A few visitors arrived after we had locked the gates and I was called upon to assist with surrenders and donations. The economic recession is hitting local charities pretty badly. While we still do receive donations from corporations for tax rebate reasons, individuals are less likely to donate cash and pet food to the shelter now that food and fuel prices are soaring. Adoption rates will continue to suffer in months to come, as fewer people will be able to afford landed properties, vet bills or pet food, and more people will have to work longer hours or take up second jobs just to make ends meet. I pray I will still be able to find homes for my little ones once they have been vaccinated or neutered and ready for adoption. I cannot even afford to repair my car or shoes and may not be able to afford premium food for my fur-babies unless I moonlight.

I soaped, scrubbed and disinfected the shelter Reception/Admin areas, puppy area and central area and got ready to clean myself up and leave as Reve had offered to do the rinsing for me. I left the shelter, returned to the Bachelor Officers’ Quarters, showered and drove back to the parental home in time for our early Fathers’ Day Dinner. I gave Dad a boxed fruitcake studded with entire almonds and glace cherries, the kind he loves. We went out to a restaurant nearby for an inexpensive dinner and came home for a dessert of fresh fruit.

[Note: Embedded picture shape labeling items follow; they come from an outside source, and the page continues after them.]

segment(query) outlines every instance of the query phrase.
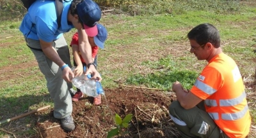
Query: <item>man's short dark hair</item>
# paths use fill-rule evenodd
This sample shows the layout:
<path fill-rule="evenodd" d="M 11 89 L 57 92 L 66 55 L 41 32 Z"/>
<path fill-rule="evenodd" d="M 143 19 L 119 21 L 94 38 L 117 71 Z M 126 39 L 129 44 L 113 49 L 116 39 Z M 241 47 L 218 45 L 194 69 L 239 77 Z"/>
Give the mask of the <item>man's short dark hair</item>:
<path fill-rule="evenodd" d="M 215 48 L 220 46 L 220 36 L 218 29 L 210 24 L 200 24 L 188 34 L 189 39 L 195 40 L 200 45 L 212 43 Z"/>

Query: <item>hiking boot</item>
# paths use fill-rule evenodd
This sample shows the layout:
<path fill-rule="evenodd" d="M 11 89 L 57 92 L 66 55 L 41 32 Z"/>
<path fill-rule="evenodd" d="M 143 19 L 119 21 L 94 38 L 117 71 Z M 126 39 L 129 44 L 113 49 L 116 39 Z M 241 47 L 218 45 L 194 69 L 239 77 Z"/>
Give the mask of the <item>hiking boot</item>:
<path fill-rule="evenodd" d="M 101 104 L 101 95 L 99 94 L 97 97 L 94 97 L 93 99 L 93 104 L 94 105 L 100 105 Z"/>
<path fill-rule="evenodd" d="M 66 131 L 74 130 L 76 128 L 75 123 L 71 115 L 60 120 L 62 128 Z"/>
<path fill-rule="evenodd" d="M 78 102 L 78 100 L 80 98 L 82 98 L 84 96 L 83 92 L 77 92 L 75 95 L 72 97 L 72 101 L 73 102 Z"/>

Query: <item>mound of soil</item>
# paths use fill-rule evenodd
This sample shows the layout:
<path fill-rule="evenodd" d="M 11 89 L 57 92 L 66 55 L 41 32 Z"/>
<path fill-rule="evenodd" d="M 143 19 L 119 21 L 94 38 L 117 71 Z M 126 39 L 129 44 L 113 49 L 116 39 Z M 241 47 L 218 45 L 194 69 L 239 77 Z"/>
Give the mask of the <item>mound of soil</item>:
<path fill-rule="evenodd" d="M 38 137 L 107 137 L 108 132 L 116 128 L 115 114 L 122 118 L 127 114 L 133 117 L 127 133 L 115 137 L 180 137 L 170 120 L 168 108 L 175 96 L 161 91 L 120 87 L 105 89 L 100 106 L 94 106 L 93 97 L 84 97 L 73 102 L 72 117 L 76 128 L 65 132 L 52 111 L 44 115 L 38 113 Z M 45 118 L 46 117 L 46 118 Z"/>

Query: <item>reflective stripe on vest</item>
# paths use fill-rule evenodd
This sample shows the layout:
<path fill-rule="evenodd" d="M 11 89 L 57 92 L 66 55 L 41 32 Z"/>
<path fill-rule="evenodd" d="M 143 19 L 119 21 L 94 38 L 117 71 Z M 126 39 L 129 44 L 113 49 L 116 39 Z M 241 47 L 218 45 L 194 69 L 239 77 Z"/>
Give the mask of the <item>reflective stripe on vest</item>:
<path fill-rule="evenodd" d="M 245 106 L 244 109 L 237 113 L 222 113 L 221 114 L 221 118 L 222 120 L 236 120 L 243 118 L 245 114 L 246 113 L 247 111 L 248 110 L 248 106 Z M 209 115 L 212 118 L 212 120 L 219 120 L 219 114 L 218 113 L 208 113 Z"/>
<path fill-rule="evenodd" d="M 220 106 L 234 106 L 239 104 L 243 102 L 243 100 L 246 97 L 246 94 L 245 93 L 245 92 L 243 92 L 240 96 L 236 98 L 227 100 L 220 100 Z M 218 106 L 217 101 L 216 100 L 205 99 L 204 103 L 208 106 Z"/>
<path fill-rule="evenodd" d="M 203 91 L 204 92 L 207 93 L 208 95 L 212 95 L 216 92 L 216 90 L 214 89 L 211 86 L 204 83 L 201 81 L 196 79 L 196 82 L 194 84 L 200 90 Z"/>
<path fill-rule="evenodd" d="M 205 84 L 204 83 L 196 80 L 195 85 L 200 90 L 207 93 L 211 95 L 216 92 L 216 90 Z M 231 99 L 220 99 L 220 107 L 227 107 L 227 106 L 234 106 L 237 104 L 242 104 L 244 99 L 246 97 L 245 92 L 243 92 L 242 93 L 237 97 Z M 207 106 L 217 107 L 218 102 L 216 100 L 213 99 L 205 99 L 204 103 Z M 236 120 L 243 118 L 248 110 L 248 106 L 245 106 L 244 109 L 241 111 L 235 113 L 221 113 L 221 119 L 225 120 Z M 211 117 L 215 120 L 219 120 L 219 114 L 218 113 L 208 113 Z"/>

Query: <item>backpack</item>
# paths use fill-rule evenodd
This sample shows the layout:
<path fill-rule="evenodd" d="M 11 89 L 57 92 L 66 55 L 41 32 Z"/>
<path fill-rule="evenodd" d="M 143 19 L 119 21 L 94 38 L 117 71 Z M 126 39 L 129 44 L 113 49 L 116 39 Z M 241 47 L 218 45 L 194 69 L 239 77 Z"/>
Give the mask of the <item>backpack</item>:
<path fill-rule="evenodd" d="M 36 0 L 21 0 L 23 3 L 24 6 L 28 10 L 28 8 L 31 6 L 31 4 Z M 52 0 L 53 1 L 53 0 Z M 63 10 L 63 0 L 55 0 L 55 9 L 57 15 L 57 23 L 58 28 L 61 25 L 61 14 Z"/>

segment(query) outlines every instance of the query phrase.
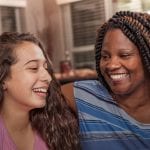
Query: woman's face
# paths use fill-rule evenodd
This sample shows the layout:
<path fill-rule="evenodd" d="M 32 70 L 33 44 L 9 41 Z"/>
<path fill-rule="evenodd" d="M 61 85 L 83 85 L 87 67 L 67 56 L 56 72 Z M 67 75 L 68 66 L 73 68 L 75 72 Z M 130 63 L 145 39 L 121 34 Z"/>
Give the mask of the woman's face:
<path fill-rule="evenodd" d="M 17 62 L 4 81 L 4 103 L 16 109 L 31 110 L 46 104 L 51 76 L 42 50 L 32 42 L 23 42 L 14 49 Z"/>
<path fill-rule="evenodd" d="M 115 94 L 131 94 L 145 86 L 139 51 L 120 29 L 109 30 L 105 35 L 100 70 Z"/>

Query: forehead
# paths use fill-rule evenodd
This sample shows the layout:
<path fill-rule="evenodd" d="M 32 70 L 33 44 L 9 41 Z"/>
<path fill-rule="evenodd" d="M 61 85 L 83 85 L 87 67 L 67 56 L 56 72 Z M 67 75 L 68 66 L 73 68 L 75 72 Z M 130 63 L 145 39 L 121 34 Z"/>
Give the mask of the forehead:
<path fill-rule="evenodd" d="M 19 43 L 14 48 L 14 54 L 17 60 L 30 60 L 30 59 L 45 60 L 45 57 L 41 48 L 32 42 L 25 41 L 25 42 Z"/>
<path fill-rule="evenodd" d="M 136 47 L 136 45 L 122 32 L 121 29 L 109 29 L 103 39 L 102 46 L 116 46 L 120 48 Z"/>

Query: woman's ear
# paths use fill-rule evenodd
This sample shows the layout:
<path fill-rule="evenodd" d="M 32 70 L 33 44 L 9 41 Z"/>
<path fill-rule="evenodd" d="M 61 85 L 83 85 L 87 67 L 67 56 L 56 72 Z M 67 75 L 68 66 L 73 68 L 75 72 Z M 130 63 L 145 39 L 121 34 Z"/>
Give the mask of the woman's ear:
<path fill-rule="evenodd" d="M 2 83 L 2 87 L 4 91 L 7 89 L 5 82 Z"/>

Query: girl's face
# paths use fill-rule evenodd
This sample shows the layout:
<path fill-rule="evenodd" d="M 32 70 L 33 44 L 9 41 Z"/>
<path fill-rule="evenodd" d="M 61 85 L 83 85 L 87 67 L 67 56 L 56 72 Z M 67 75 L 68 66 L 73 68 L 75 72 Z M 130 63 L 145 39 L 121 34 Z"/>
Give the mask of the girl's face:
<path fill-rule="evenodd" d="M 102 45 L 100 69 L 115 94 L 131 94 L 145 86 L 139 51 L 120 29 L 112 29 L 106 33 Z"/>
<path fill-rule="evenodd" d="M 4 104 L 16 109 L 44 107 L 51 76 L 42 50 L 32 42 L 18 44 L 14 50 L 17 62 L 4 81 Z"/>

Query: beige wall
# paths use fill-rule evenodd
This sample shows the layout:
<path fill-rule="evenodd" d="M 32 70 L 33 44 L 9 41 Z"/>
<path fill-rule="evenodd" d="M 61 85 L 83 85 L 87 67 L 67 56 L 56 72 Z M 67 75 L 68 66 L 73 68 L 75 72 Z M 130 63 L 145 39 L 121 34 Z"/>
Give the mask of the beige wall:
<path fill-rule="evenodd" d="M 55 0 L 27 0 L 26 26 L 27 31 L 42 40 L 53 61 L 55 71 L 59 71 L 59 62 L 64 54 L 64 42 L 61 12 Z"/>

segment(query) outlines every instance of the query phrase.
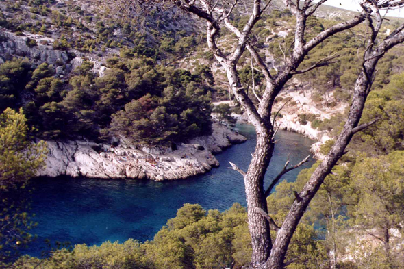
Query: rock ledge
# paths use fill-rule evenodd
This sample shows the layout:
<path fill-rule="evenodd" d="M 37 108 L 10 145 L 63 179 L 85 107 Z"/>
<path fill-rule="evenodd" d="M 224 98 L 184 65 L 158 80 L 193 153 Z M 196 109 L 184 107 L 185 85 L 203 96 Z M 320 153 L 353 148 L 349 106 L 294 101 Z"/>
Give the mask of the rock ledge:
<path fill-rule="evenodd" d="M 68 175 L 99 179 L 184 179 L 217 167 L 213 156 L 246 138 L 218 123 L 212 133 L 167 148 L 136 149 L 131 144 L 112 146 L 85 141 L 47 141 L 46 168 L 38 176 Z"/>

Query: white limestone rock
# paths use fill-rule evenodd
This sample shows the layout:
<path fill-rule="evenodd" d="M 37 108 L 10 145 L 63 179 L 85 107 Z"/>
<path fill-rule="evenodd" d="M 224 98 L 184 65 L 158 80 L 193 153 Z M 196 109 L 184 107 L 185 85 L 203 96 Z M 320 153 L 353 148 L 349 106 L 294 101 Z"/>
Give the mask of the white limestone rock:
<path fill-rule="evenodd" d="M 219 163 L 214 153 L 246 138 L 224 125 L 214 123 L 213 133 L 178 145 L 177 149 L 110 145 L 86 141 L 47 141 L 46 168 L 38 176 L 99 179 L 175 180 L 205 173 Z M 120 140 L 122 141 L 122 140 Z M 195 145 L 199 146 L 197 149 Z M 96 151 L 99 151 L 101 152 Z"/>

Sunday was Fathers’ Day proper. I was up early to bathe Amber and clean the house. I mopped the floor before lunch. After lunch, I dismantled and cleaned the cookerhood, cleaned my Dad’s work area and polished the living and dining room furniture. In the evening, I washed the cars, cleaned the dogs’ cages, washed the driveway and porch and took the dogs out for walks. Went back to the ‘Quarters after dinner. It made me feel sad to see the kittens’ empty cage. I hope they all find good homes.

I’m feeling disproportionately sad and pessimistic right now. But I have promises to keep, and miles to go before I sleep, and miles to go before I sleep.

1 comment:

Starmandala said...

Hey, cut yourself some slack, Elfie! You're a great person and deserve some time off - just for you!!!